Jobs Report Upbeat, But Does It Spell Recovery?

Friday, the Labor Department reported the economy added 244,000 jobs in April.

After adding 235,000 and 221,000 jobs in February and March, this should indicate the economy is finally accomplishing momentum; however, rising gas prices and sluggish consumer demand cloud the outlook. A surge in April first-time jobless claims indicate growth is stuck at depressed, first-quarter levels, and some businesses are growing more reluctant to hire.

The unemployment rate rose to 9%, as the Labor Department's estimate of the working age population and labor force increased by some 146,000 and 15,000, respectively. Immigration may have played some role -- warmer weather does encourage more border crossings to access work in the construction trade and agriculture

Gains from February through April were in sharp contrast to weaker jobs creation the previous 13 months, and largely resulted from stronger private sector jobs growth.

The economy began adding jobs in January 2010, but gained only 78,000 jobs a month through January 2011. Too many of those jobs were created by stimulus spending, temporary business services, and health care and social services, which are heavily subsidized by government reimbursements. Job gains in the core private sector-private employment less temporary business services, and health care social services and temporary business services, averaged only 49,000 a month.

Core private sector jobs are so important because those have the potential to set off a virtuous cycle of hiring, consumer spending and more hiring. In February, March and April, this barometer of private sector vitality gained 222,000, 158,000 and 229,000 new positions, respectively.

Similarly strong core private sector gains will be needed to continue adding 200,000 or more new jobs each month going forward and that would still not be enough to push unemployment down to acceptable levels.

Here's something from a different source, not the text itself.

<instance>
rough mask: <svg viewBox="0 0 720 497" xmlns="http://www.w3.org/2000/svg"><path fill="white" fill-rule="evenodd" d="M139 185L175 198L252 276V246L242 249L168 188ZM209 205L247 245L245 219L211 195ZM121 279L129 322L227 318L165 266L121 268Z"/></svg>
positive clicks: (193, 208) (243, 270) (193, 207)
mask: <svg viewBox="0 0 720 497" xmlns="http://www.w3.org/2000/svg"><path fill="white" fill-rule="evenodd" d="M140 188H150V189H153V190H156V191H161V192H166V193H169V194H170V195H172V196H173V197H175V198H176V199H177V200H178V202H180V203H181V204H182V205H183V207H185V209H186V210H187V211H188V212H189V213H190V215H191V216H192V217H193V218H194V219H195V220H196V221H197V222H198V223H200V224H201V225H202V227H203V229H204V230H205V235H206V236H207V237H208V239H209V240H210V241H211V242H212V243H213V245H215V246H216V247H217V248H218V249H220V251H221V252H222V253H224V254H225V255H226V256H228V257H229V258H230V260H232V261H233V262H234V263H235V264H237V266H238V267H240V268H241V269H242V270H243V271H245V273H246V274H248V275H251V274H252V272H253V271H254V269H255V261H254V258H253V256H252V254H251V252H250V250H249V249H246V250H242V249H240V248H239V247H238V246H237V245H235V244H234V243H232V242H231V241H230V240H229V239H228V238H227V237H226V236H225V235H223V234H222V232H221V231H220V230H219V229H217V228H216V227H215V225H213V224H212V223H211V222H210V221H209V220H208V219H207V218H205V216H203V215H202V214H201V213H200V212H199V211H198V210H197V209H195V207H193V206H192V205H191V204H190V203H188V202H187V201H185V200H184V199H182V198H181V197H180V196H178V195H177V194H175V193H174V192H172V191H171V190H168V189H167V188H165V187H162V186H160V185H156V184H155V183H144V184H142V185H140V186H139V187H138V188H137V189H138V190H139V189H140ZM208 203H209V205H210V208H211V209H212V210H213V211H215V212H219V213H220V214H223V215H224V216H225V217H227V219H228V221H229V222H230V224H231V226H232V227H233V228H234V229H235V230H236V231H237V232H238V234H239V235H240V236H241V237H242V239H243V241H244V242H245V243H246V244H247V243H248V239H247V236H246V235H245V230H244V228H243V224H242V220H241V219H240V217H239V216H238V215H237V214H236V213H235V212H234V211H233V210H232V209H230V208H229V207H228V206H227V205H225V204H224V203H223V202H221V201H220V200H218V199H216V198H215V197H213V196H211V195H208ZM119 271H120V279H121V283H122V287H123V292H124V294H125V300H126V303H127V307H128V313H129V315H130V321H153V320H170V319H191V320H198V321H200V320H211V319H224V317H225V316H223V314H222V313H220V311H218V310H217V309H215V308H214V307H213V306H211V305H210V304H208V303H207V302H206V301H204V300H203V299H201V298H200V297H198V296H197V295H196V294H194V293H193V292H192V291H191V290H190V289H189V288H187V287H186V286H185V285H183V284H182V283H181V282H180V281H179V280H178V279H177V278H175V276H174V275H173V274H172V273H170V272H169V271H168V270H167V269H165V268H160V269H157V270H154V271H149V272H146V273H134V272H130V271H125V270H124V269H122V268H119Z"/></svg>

The economy must add 13 million private sector jobs over the next three years -- 360,000 each month -- to bring unemployment down to 6%. Core private sector jobs must increase at least 300,000 a month to accomplish that goal.

Since the recovery began, the economy has expanding at a 2.8% annual rate. This is hardly enough to hold unemployment steady, because the working age population increases 1% a year, and productivity advances about 2%. Coming out of a deep recession, growth in the range of 4% to 5% is needed to get unemployment down to 6% over the next several years.

Continued dependence on high-priced foreign oil, the growing trade deficit with China, and health care and tax policies that penalize the location of businesses in the United States are responsible for slower jobs creation than has been accomplished during past recoveries.

Simply, more jobs could be created by drilling for more domestic oil now, which would keep money here that American drivers send to the Middle East; taxing dollar-yuan conversion to offset China's undervalued currency and 35% subsidy on its exports; genuine health-care reform that lowers drug, insurance, administration and tort burdens rather than subsidizing a system that costs 50% more than private systems in Germany and elsewhere; and replacing the corporate income tax and elements of the personal income and social security tax with a value-added tax.

Peter Morici is a professor at the Smith School of Business, University of Maryland School, and former Chief Economist at the U.S. International Trade Commission.